Allgemein gesprochen handelt es sich um einen Vorgang, der die Verdinglichung des
Geistigen in der Architektur vorbereitet. Wir werden uns mit der Frage beschäftigen,
worin das strukturell Eigentümliche des Entwerfens in der Architektur besteht.

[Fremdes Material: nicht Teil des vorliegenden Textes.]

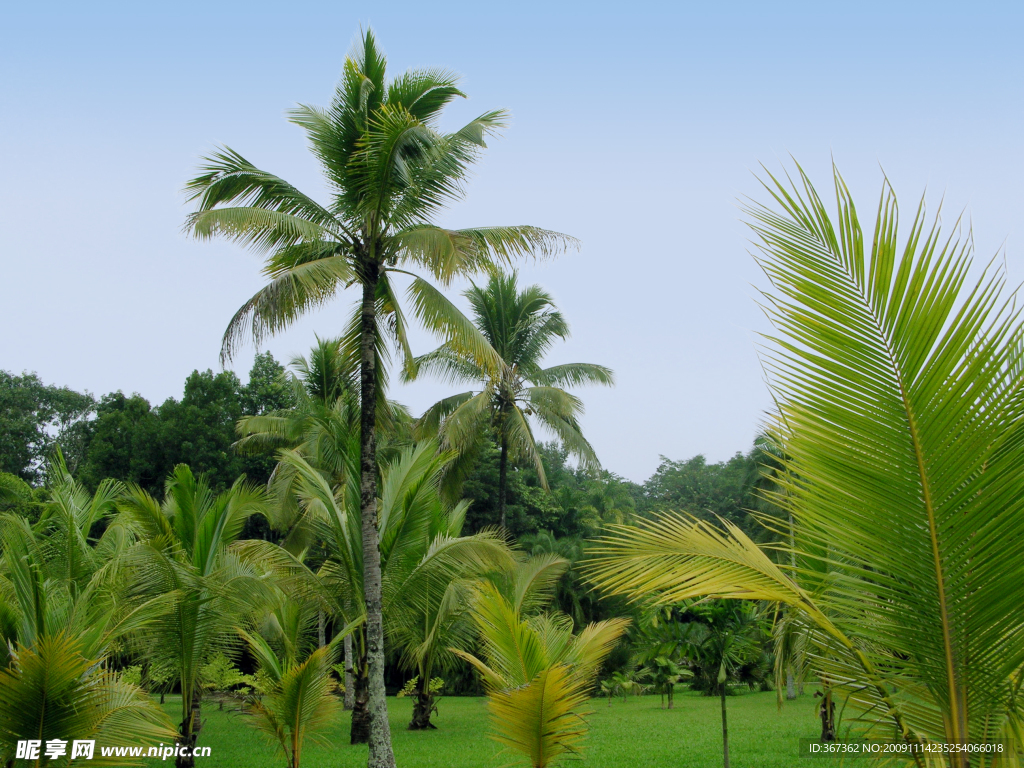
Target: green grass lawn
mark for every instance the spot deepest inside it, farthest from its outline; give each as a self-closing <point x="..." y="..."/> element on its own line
<point x="635" y="734"/>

Zunächst aber setzen wir bei jenem metier-internen Mythos an, der da lautet: Das
Entwerfen ist das Gebiet, das uns Architekten eigen ist, der tiefste und beste Grund
unserer Existenz.
Hier fühlen wir uns als "Generalisten", oder "Universalisten", die aus einem
zusammenhanglosen Haufen von Bedingungen und Anforderungen unter
Zuhilfenahme von totem Material mit künstlerischer Hand die lebendige Lichtgestalt
formen, die Architektur heißt.
Schauen wir uns Gebautes an, ob zeitgenössische oder historische Bauten, dann
stellen wir fest, dass, selbst wenn wir nur jenen kleinen Teil betrachten, der
tatsächlich von Architekten, die das klassischen Berufsbildes erfüllen, geplant wird,
die verräumlichte technische und funktionale Ähnlichkeit des Gebauten offensichtlich
dem Mythos des frei schöpferischen Handelns zuwiderläuft. Offenbar sind Kräfte
beim Bauen am Werk, die stärker sind als die Schöpfungskraft des Einzelnen.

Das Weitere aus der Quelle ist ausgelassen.